Design and evaluation of an enterprise Generative AI chat and various systems engineering activities

The SCK CEN IST Institute, in the framework of the MYRRHA project and the ongoing Small Modular Reactor (SMR-LFR) technology demonstrator, has been accruing a considerable amount of knowledge that is being collected into significantly large knowledge bases (KBs) of documents as well as requirements, design decisions, and constraints hosted in Polarion spaces. Due to the increasing size of said KBs, SCK CEN is considering to create an “intelligent chat” able to interact with querying users and answer complex questions about vast and growing sets of information with approaches based on Large Language Models (LLMs) and Retrieval Augmented Generation (RAG). A first prototypic implementation has been designed and prototyped in Python capitalizing on modern modules such as LangChain and LangGraph, though the design is still incomplete and no quality-vs-costs assessment has been carried out. The present internship primarily focuses on the above sketched activity.
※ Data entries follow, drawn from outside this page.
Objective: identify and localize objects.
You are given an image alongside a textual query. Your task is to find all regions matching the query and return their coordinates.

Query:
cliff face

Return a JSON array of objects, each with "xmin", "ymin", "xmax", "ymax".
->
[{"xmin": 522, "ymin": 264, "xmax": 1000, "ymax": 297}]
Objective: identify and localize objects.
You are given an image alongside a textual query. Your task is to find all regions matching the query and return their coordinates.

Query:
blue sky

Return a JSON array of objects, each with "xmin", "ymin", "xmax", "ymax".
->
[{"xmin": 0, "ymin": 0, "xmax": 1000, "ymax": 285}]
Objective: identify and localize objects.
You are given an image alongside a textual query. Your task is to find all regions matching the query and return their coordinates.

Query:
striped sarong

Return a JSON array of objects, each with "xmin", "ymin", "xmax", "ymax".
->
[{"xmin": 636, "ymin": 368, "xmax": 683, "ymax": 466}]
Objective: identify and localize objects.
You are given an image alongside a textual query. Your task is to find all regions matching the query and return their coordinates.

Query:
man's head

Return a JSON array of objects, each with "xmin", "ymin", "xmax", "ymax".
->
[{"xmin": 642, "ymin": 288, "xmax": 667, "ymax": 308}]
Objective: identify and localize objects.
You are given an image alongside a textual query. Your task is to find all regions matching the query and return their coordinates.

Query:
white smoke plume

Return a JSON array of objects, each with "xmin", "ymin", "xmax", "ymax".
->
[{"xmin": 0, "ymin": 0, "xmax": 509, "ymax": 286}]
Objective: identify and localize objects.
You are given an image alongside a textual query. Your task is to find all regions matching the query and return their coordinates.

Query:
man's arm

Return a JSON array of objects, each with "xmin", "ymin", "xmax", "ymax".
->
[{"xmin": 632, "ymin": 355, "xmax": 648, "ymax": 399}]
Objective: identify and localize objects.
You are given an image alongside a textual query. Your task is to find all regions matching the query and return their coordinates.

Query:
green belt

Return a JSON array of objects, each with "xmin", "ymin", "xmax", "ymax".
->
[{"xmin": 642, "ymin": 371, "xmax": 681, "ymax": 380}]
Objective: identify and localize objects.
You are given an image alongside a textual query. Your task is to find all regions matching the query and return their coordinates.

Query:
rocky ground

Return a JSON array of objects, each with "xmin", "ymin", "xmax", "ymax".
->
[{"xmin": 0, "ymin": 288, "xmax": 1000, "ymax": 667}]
Also in the framework of our SMR-LFR activities, a tool is currently being designed at SCK CEN to manage the key performance parameters at the core of design requirements. The tool is available as a prototypic Python + Javascript application that manages parameters sheet offering simple mechanism of change notification when a local change implies repercussions in other local loci and at global level. A second activity of this internship focuses on the completion, fine-tuning, and testing of said application.

Thirdly, sporadic activities shall address the updating of our KBs.

The ideal candidate for this position should be familiar with programming in Python in a distributed environments well as with Python modules for the creation of Generative AI services. Basic knowledge of Javascript shall be beneficial.

This work will be supervised by Dr. Vincenzo De Florio (mentor), Dr. Ahmed Nagy and Dr. Matteo Greco (co-mentors).